Bank of Utica scored 40 out of a possible 40 points on Bankrate's test of asset quality, above the national average of 37.49.

A widely used indicator of asset quality is the percentage of problem assets a bank holds compared to its total assets. As of December 31, 2017, 2.51 percent of Bank of Utica's loans were noncurrent -- in other words, they were more than 90 days past due or were in non-accrual status. That's above the national average of 1.01 percent.

Banks keep a reserve known as an "allowance for loan and lease losses" to deal with problem assets . Comparing the reserve's size to the total amount of at-risk loans can be a useful indicator when evaluating a bank's ability to manage problem assets. Unfortunately, the FDIC did not provide information on Bank of Utica's loan loss allowance in its most recent filings.

Earnings score

How profitable a bank is has an effect on its long-term survivability. A bank can retain its earnings, expanding its capital cushion, or put them to work addressing problematic loans, potentially making the bank better able to withstand financial shocks. However, banks that are losing money are less able to do those things.

Bank of Utica received above-average marks on Bankrate's test of earnings, achieving a score of 18 out of a possible 30.

Return on equity, calculated by dividing net income (profit, essentially) by total equity, is one important measure of a bank's earnings. Bank of Utica's most recent annualized quarterly return on equity was 9.83 percent, above the national average of 8.10 percent.

The bank reported net income of $20.5 million on total equity of $222.8 million for the twelve months ended December 31, 2017. The bank had an annualized return on average assets, or ROA, of 1.91 percent, above the 1 percent deemed satisfactory in accordance with industry standards, and above the average for U.S. banks of 1.00 percent.

WHAT IS SAFE & SOUND?

Bankrate.com's Safe & Sound Ratings provide a star rating system to evaluate the current financial status of financial institutions.

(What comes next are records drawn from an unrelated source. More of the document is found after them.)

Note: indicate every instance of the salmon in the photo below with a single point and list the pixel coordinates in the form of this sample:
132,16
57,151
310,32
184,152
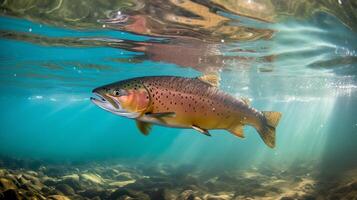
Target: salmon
180,102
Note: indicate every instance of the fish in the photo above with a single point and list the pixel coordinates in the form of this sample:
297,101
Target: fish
184,102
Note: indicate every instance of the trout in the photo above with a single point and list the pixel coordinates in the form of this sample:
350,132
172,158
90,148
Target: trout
180,102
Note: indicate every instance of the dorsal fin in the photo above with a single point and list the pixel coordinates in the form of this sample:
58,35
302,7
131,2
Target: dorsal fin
212,79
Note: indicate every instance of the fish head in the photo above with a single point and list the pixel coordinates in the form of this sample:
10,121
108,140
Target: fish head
125,98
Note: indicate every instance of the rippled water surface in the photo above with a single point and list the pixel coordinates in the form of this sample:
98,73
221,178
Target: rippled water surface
295,57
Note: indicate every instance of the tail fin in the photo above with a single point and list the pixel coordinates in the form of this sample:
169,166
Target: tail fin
267,130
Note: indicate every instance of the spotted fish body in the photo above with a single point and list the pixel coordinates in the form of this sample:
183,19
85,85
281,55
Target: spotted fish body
188,103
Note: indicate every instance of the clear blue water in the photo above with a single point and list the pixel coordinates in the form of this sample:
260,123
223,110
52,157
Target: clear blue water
305,68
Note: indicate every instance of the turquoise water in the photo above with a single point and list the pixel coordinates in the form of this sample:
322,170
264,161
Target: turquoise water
304,67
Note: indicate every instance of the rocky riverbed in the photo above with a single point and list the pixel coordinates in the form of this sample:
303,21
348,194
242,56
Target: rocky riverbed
21,179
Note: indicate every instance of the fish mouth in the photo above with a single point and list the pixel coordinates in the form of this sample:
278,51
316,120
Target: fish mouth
112,105
105,102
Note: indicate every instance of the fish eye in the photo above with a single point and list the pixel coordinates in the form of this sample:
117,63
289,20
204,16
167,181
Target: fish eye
116,92
119,92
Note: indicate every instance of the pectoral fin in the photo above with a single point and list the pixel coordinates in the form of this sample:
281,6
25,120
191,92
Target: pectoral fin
144,127
237,130
160,115
203,131
211,79
246,101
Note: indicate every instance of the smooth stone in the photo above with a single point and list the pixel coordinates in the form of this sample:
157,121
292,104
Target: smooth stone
130,193
6,184
58,197
91,193
187,195
49,181
94,178
65,189
218,197
3,172
32,173
71,176
161,194
73,183
121,183
123,176
11,194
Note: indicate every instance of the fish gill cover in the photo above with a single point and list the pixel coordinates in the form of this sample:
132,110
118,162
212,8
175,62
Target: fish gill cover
294,57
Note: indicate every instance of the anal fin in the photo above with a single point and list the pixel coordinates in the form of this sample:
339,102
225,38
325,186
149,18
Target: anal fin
237,130
203,131
144,127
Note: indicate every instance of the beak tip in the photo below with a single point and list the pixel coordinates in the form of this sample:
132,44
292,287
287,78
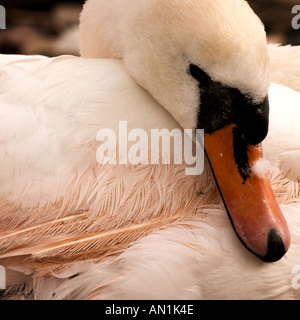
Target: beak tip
276,248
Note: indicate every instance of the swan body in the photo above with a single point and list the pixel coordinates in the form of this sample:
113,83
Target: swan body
195,227
86,230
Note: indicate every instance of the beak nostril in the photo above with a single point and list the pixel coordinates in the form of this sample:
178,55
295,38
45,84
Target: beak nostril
276,248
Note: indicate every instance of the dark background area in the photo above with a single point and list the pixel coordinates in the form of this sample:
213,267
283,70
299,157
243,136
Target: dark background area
50,27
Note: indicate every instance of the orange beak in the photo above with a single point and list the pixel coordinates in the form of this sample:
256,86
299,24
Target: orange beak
250,202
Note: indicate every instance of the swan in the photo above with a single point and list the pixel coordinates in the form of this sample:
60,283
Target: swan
85,230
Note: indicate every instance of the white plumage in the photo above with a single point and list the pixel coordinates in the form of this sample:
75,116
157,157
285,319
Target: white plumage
74,229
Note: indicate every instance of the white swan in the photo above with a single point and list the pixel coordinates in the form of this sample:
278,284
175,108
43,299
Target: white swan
139,231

The information gathered about banks, credit unions and thrifts is updated as set forth in the Terms of Use of Safe & Sound Ratings and Reports. The Safe & Sound Ratings information is grouped by categories of banks, thrifts and credit unions.

Scoring methodology

Bankrate.com evaluates the financial condition of institutions and assigns a one- to five-star rating for each with five stars representing the highest rating. Institutions with satisfactory performance will generally receive a rating of three or more stars. The majority of institutions fall into the three- to four-star range. An institution with an "NR" rating may be too new to rate or may have limited the publicly available information in their regulatory filings. The "NR" is not an indication of financial strength or weakness. The Safe & Sound rating is believed to be reliable, but the information is not guaranteed. In addition, events since the information was collected may have altered the institution's financial condition.